State Street has agreed to pay $167.4 million in disgorgement and penalties to the SEC, a $155 million penalty to the Department of Justice, and at least $60 million to ERISA plan clients in an agreement with the Department of Labor.
Under the terms of the agreement, the SEC will issue its order instituting the settled administrative proceeding only after a federal court approves State Street’s proposed settlement with private plaintiffs in pending securities class action lawsuits concerning its pricing of foreign currency exchange trades. State Street has agreed to admit certain findings in the SEC’s order.
“State Street misled custody clients about how it priced their trades and tucked its hidden markups into a corner where they were unlikely to notice,” said Andrew J. Ceresney, Director of the SEC’s Division of Enforcement. “Financial institutions cannot mislead their customers about their trading costs.”

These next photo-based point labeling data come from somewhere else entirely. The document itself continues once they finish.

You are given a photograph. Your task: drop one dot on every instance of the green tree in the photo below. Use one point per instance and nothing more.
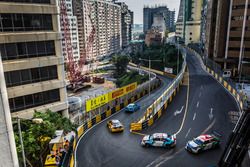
(120, 63)
(36, 137)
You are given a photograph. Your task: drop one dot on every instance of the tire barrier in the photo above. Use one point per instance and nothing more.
(227, 85)
(155, 110)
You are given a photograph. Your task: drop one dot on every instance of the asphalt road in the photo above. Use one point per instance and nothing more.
(101, 148)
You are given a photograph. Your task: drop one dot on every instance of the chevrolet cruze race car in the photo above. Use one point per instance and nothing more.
(202, 143)
(115, 126)
(159, 140)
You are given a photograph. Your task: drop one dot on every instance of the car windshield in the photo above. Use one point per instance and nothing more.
(115, 124)
(198, 141)
(131, 105)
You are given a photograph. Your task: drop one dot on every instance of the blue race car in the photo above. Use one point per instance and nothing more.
(159, 140)
(202, 143)
(132, 107)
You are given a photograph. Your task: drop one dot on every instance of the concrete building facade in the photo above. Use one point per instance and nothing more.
(73, 30)
(105, 17)
(189, 25)
(148, 15)
(31, 55)
(228, 31)
(126, 24)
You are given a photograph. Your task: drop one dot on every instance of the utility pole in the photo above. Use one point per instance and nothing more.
(149, 68)
(178, 56)
(8, 153)
(21, 141)
(237, 145)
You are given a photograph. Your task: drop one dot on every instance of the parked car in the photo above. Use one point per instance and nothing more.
(132, 107)
(115, 126)
(202, 143)
(159, 140)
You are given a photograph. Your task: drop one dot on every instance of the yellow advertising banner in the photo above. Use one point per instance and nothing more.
(103, 99)
(122, 91)
(96, 102)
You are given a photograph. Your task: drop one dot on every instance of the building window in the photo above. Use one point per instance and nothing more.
(25, 22)
(33, 100)
(28, 76)
(27, 49)
(28, 1)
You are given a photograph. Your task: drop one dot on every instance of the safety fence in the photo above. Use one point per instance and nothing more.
(216, 72)
(155, 110)
(115, 106)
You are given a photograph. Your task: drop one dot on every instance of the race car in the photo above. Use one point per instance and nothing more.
(115, 126)
(159, 140)
(202, 143)
(132, 107)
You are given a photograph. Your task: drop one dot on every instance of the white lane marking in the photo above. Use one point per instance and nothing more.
(209, 127)
(186, 108)
(197, 105)
(194, 116)
(188, 132)
(178, 111)
(210, 115)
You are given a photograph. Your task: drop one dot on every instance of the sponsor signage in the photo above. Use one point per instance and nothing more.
(104, 99)
(96, 102)
(168, 70)
(122, 91)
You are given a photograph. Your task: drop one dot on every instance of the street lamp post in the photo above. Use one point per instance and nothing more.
(149, 69)
(21, 141)
(37, 121)
(178, 56)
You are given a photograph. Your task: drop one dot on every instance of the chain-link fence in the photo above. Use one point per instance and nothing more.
(218, 70)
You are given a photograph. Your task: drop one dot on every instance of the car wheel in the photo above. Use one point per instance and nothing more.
(199, 151)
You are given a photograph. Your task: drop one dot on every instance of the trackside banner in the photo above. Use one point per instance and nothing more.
(101, 100)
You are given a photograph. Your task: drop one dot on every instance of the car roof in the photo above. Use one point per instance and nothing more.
(115, 121)
(205, 137)
(131, 104)
(159, 135)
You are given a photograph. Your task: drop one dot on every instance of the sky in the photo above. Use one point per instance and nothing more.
(137, 7)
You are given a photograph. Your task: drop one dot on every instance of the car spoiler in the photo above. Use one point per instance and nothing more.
(217, 134)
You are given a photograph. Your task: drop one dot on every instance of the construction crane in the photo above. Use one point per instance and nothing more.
(74, 70)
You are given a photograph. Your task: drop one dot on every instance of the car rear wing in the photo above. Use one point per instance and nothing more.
(216, 134)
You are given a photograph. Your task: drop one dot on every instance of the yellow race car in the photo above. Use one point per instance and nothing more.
(115, 126)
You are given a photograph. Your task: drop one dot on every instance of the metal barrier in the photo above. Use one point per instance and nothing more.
(214, 69)
(154, 111)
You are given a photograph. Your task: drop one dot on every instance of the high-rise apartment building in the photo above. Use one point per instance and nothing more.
(33, 64)
(126, 24)
(148, 16)
(73, 30)
(105, 17)
(229, 41)
(188, 25)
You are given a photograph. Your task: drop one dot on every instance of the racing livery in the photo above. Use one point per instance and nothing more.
(132, 107)
(202, 143)
(115, 126)
(159, 140)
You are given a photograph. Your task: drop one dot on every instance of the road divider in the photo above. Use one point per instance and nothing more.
(141, 91)
(223, 81)
(155, 110)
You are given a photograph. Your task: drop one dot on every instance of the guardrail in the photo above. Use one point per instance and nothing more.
(225, 82)
(113, 108)
(154, 111)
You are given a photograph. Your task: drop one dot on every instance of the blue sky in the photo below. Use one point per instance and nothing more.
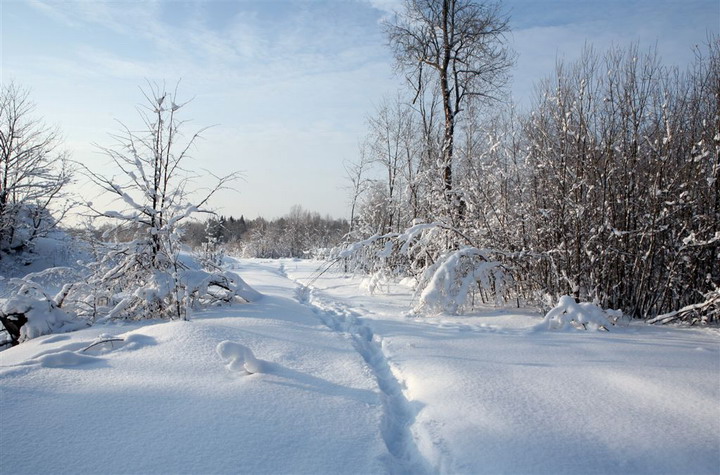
(288, 83)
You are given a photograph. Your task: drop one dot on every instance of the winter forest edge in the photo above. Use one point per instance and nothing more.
(516, 288)
(606, 190)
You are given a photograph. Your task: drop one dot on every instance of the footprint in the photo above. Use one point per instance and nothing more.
(239, 358)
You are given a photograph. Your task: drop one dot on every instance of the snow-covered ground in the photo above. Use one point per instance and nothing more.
(350, 383)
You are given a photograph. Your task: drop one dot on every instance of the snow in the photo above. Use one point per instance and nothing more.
(326, 378)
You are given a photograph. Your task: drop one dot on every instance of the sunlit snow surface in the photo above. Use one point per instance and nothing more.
(325, 378)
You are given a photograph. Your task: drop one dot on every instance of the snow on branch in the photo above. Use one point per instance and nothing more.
(569, 314)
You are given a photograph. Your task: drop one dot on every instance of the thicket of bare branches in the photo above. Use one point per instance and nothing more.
(144, 277)
(33, 172)
(607, 189)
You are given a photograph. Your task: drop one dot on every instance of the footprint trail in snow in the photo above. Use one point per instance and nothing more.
(398, 413)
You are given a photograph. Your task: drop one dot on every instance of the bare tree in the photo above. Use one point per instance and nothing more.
(156, 195)
(33, 171)
(460, 45)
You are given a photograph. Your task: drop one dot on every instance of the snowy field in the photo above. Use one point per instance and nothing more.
(346, 382)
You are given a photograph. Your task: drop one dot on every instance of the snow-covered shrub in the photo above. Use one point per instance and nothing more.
(143, 276)
(206, 288)
(446, 282)
(569, 314)
(30, 312)
(450, 283)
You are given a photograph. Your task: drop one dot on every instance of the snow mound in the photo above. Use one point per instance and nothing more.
(65, 358)
(41, 313)
(239, 357)
(569, 314)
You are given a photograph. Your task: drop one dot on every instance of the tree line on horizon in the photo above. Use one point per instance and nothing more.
(606, 188)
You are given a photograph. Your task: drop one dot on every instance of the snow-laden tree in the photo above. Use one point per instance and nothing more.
(144, 277)
(456, 49)
(33, 172)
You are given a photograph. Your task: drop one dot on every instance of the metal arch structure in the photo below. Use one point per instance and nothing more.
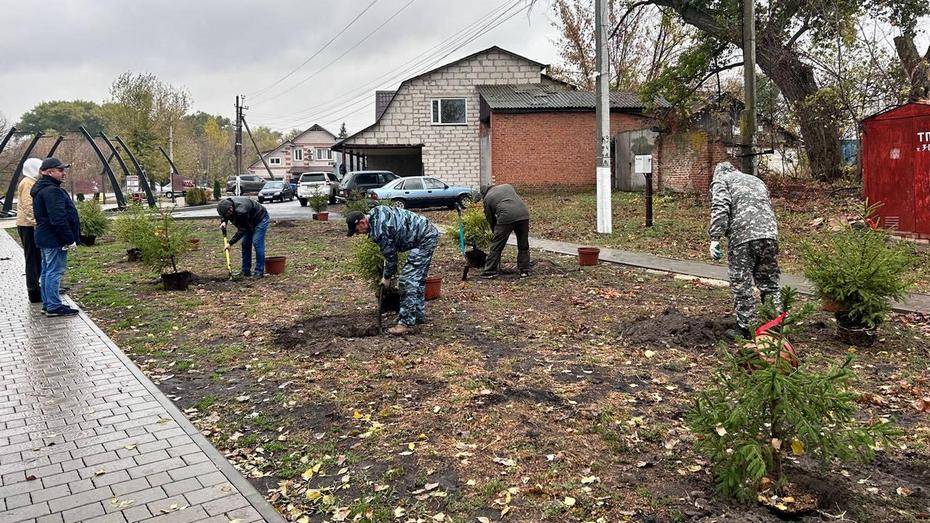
(171, 163)
(11, 190)
(51, 152)
(120, 200)
(143, 180)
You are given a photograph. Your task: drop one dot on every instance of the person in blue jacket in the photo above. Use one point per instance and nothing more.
(58, 230)
(398, 230)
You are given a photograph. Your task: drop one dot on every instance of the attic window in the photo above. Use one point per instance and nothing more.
(449, 111)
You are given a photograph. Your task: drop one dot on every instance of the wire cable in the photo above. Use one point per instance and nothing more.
(315, 54)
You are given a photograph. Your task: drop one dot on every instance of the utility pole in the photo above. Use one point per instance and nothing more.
(238, 145)
(748, 121)
(602, 118)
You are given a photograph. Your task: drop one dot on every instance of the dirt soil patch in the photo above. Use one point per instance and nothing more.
(671, 327)
(561, 397)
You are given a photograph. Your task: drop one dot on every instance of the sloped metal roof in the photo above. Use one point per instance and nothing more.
(544, 97)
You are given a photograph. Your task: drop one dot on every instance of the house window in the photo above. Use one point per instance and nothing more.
(449, 111)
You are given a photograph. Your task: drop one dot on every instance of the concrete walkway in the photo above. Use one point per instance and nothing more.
(914, 302)
(85, 436)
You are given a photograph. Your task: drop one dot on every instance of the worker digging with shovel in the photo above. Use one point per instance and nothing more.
(398, 230)
(251, 221)
(741, 210)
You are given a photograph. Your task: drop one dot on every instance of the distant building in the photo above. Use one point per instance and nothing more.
(308, 151)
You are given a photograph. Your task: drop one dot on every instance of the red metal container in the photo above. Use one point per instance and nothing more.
(896, 167)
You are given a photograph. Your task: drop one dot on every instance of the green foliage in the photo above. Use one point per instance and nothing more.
(860, 268)
(60, 116)
(167, 242)
(760, 408)
(357, 202)
(141, 110)
(196, 196)
(477, 230)
(366, 261)
(318, 202)
(93, 221)
(134, 224)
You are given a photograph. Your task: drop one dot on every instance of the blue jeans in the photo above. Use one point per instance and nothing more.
(54, 263)
(255, 238)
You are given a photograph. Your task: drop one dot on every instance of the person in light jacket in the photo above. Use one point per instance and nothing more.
(26, 227)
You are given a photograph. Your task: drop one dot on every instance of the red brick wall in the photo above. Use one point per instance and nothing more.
(546, 149)
(688, 160)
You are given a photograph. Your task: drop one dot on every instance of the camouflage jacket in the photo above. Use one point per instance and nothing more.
(740, 207)
(397, 230)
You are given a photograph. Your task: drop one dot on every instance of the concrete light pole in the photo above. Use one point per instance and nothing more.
(602, 118)
(748, 121)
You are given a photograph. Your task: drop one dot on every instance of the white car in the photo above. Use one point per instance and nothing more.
(315, 183)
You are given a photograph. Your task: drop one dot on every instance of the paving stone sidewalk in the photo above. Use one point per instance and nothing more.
(913, 303)
(85, 436)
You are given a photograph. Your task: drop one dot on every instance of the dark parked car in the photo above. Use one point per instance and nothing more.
(360, 182)
(275, 190)
(248, 183)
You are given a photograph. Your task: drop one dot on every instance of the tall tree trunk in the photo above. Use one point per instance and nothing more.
(817, 118)
(916, 67)
(795, 79)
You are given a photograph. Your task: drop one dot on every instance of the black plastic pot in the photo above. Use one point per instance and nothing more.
(177, 281)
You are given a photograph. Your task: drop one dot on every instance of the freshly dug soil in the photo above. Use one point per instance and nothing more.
(318, 328)
(671, 327)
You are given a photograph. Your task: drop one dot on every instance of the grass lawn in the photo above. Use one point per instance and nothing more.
(680, 224)
(556, 398)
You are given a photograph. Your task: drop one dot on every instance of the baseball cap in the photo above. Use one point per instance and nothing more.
(53, 163)
(352, 219)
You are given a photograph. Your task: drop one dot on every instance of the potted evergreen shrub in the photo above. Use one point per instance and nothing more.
(94, 222)
(367, 263)
(163, 248)
(476, 231)
(132, 226)
(318, 203)
(857, 272)
(762, 407)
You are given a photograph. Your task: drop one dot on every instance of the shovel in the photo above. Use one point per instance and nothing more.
(226, 251)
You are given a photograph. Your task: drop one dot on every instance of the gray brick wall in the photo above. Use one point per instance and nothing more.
(449, 152)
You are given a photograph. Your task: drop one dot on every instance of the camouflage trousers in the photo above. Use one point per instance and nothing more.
(412, 282)
(753, 264)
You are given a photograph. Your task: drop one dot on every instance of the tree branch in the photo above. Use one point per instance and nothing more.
(629, 10)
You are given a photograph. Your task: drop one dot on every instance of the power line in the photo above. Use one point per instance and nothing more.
(349, 101)
(347, 51)
(318, 51)
(408, 67)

Paul G. Levenson, Director of the SEC’s Boston Regional Office, added, “Mutual funds and other registered investment companies should not face overreaching by the very banks hired to safeguard their assets.”
The SEC’s order will find that State Street willfully violated Section 34(b) of the Investment Company Act of 1940 and caused violations of Section 31(a) of the Investment Company Act and Rule 31a-1(b) by providing its registered investment company custody clients with trade confirmations and monthly transaction reports that were materially misleading in light of the representations it made about how it priced foreign currency exchange transactions. State Street will be required to pay $75 million in disgorgement plus $17.4 million in interest to harmed clients as well as a $75 million penalty.
The SEC’s investigation was conducted by Sue Curtin, Cynthia Storer Baran, Andrew Palid, Deena Bernstein and Celia Moore of the Boston Regional Office, and Stuart Jackson of the Division of Economic and Risk Analysis. The SEC appreciates the assistance of the U.S. Attorney’s Office for the District of Massachusetts and the Department of Labor.